Another case which "pak cik" will not tolerate in Malaysia. Until now, I have never seen a case where a taxi follows the taxi in front just because the passenger demands so, though I will not rule out the fact that it DID happen, it's just my assumption. And when the driver tries to break the silence with the already depressed passenger (be it boy or girl), I think he'll get some noise pollution right from the passenger's mouth. But it doesn't matter anyway, as long as they get their pay. Do you know that in the Hong Kong series, they just pay you the big bucks without waiting for the change because they are so busy trying to follow their spouses and collect evidence of cheating? I'm sure that if that happens in Malaysia, "pak cik" will never bother to find the change while watching his estranged passenger secretly following the couple in front, shaking his head and muttering "youngsters....."

Scene no.3 Girl is depressed. She calls her best friend which is a boy (who coincidentally, had a crush on her). Boy finds her at the beach, and they began to talk it out at the beach.

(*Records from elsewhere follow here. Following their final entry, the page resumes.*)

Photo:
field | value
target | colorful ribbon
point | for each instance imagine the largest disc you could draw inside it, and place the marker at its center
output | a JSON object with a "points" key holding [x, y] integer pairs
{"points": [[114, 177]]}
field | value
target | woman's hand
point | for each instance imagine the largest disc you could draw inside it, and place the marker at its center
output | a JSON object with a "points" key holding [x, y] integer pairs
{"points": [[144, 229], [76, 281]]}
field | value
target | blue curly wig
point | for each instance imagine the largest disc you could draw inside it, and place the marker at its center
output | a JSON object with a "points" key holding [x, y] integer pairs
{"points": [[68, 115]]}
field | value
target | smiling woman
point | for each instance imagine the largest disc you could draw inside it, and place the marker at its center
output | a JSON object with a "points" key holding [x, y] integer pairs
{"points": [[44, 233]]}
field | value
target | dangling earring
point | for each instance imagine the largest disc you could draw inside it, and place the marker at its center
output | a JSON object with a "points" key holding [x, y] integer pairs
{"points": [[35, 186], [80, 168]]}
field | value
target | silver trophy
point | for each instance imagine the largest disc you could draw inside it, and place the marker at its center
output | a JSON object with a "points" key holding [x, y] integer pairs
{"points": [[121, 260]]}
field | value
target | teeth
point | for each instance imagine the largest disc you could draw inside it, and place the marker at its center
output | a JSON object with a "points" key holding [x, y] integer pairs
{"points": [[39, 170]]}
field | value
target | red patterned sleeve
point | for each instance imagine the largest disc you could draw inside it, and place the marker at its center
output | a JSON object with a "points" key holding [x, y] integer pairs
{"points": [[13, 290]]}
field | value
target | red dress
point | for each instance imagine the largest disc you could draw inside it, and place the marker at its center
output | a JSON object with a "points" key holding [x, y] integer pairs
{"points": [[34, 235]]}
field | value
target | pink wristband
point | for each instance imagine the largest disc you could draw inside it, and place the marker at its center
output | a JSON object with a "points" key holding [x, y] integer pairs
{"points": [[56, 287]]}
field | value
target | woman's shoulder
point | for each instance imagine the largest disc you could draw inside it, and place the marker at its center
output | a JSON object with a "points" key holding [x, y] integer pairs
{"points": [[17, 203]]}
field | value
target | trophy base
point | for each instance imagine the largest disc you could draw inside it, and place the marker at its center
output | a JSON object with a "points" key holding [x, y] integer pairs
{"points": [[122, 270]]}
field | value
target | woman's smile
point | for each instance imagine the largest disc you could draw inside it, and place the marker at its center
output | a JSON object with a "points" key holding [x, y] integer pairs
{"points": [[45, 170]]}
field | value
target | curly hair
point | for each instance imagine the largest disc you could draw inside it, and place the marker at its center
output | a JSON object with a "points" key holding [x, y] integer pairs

I think scene no.3 really could not happen in Malaysia. If such scene happens it can only happen when both are on a holiday trip and the girl receives depressing news. But this is more towards geographic than anything else. Hong Kong is an island, therefore it is normal that they had beaches around because they are surrounded by the sea. Malaysia is also popular for its many beaches, but you would have to drive a few hundred kilometres before you actually reach a certain beach. By that time, you would be extremely exhausted. Talk it out at the beach? I'd rather sleep in a hotel before I help my friend sort this matter out. Anyways, the best place in Malaysia to sort things out is none other than the infamous "mamak stall". It opens for 24 hours, it has cheap drinks, and you can watch free football to change your topic every now and then should the sorting thing didn't work. A very good way to evade awkwardness.

Scene no.4 Buses that come punctually.


I would cry for this one. This is rarity in Malaysia. Buses that actually be punctual on each stations. Coming to the fact that the road and traffic conditions in Malaysia takes time to improve, we have to endure the dust and the smell of petrol from cars that speed pass us. But this is good. We can actually train patience, and for those who had no patience and lots of cash, taxi is the other option. With all those "patience" learned, I will be waiting for a long time before I lash it out at the authority who had such a bad timing and no time schedule. Shame on Malaysian authorities.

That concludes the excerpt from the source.